Financial terms kept secret
The amount of the deal hasn’t been disclosed, but according to the BBC, Emaar Malls made an offer of $800 million for Souq. However, there are rumors that the U.S. firm is paying only $650 million for the company. According to deal adviser Goldman Sachs, the deal is “the biggest-ever technology M&A transaction in the Arab world.”
After the e-commerce platform raised $275 million from investors last year, CB Insights valued it at over a billion dollars. South Africa’s Naspers Ltd holds a 36.4% stake in Souq.com. Tiger Global Management also owns a stake in the retailer, according to Reuters.
Speaking about the deal, Amazon Senior Vice President Russ Grandinetti said, “Amazon and Souq share the same DNA. We’re driven by customers, invention and long-term thinking…. We’re looking forward to both learning from and supporting them with Amazon technology and global resources.”
Souq – a good buy by Amazon
Amazon has been eyeing the lucrative Middle East for quite some time now, and this acquisition marks its first move to make its presence felt in the region. According to Mouchawar estimates, online shopping in the Middle East was worth about $20 billion last year. Standard Chartered estimates a 30% increase in the region’s e-commerce business and believes many markets are still untapped.
Souq launched in 2005 and offers over 8.4 million products across 31 categories.

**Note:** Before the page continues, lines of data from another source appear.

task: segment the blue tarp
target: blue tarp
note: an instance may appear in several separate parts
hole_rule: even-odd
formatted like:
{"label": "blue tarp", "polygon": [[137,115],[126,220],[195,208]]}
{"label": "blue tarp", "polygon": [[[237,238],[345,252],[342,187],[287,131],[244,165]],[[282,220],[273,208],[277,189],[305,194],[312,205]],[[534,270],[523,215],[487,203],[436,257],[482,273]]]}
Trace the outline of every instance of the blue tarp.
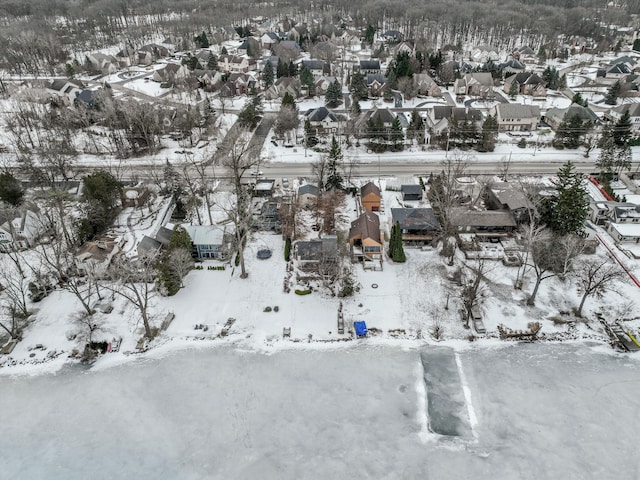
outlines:
{"label": "blue tarp", "polygon": [[367,334],[367,324],[364,322],[353,322],[353,328],[356,329],[356,335],[362,337]]}

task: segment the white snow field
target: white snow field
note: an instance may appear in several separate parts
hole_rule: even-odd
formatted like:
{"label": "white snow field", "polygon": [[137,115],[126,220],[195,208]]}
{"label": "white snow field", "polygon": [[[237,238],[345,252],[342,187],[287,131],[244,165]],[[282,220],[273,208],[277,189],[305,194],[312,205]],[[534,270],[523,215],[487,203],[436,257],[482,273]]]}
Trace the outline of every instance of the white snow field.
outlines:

The company has localized operations in Saudi Arabia, United Arab Emirates and Egypt and gets more than 45 million visits per month, according to the BBC. It started operations in the Middle East with just five people in Dubai, and now, it employs about 3,000 workers across the Arab world.
In a statement, Souq said, “Joining the Amazon family will enable souq.com to continue growing while working with Amazon to bring even more products and offerings to customers worldwide.”
The deal enjoys the backing of the Dubai government, which is counting on technology as the retail sector booms in the Emirates, notes Reuters. Dubai Crown Prince Sheikh Hamdan bin Mohammed bin Rashid al-Maktoum said this acquisition establishes the region’s position “as a regional and global hub for the world’s biggest and leading organizations.”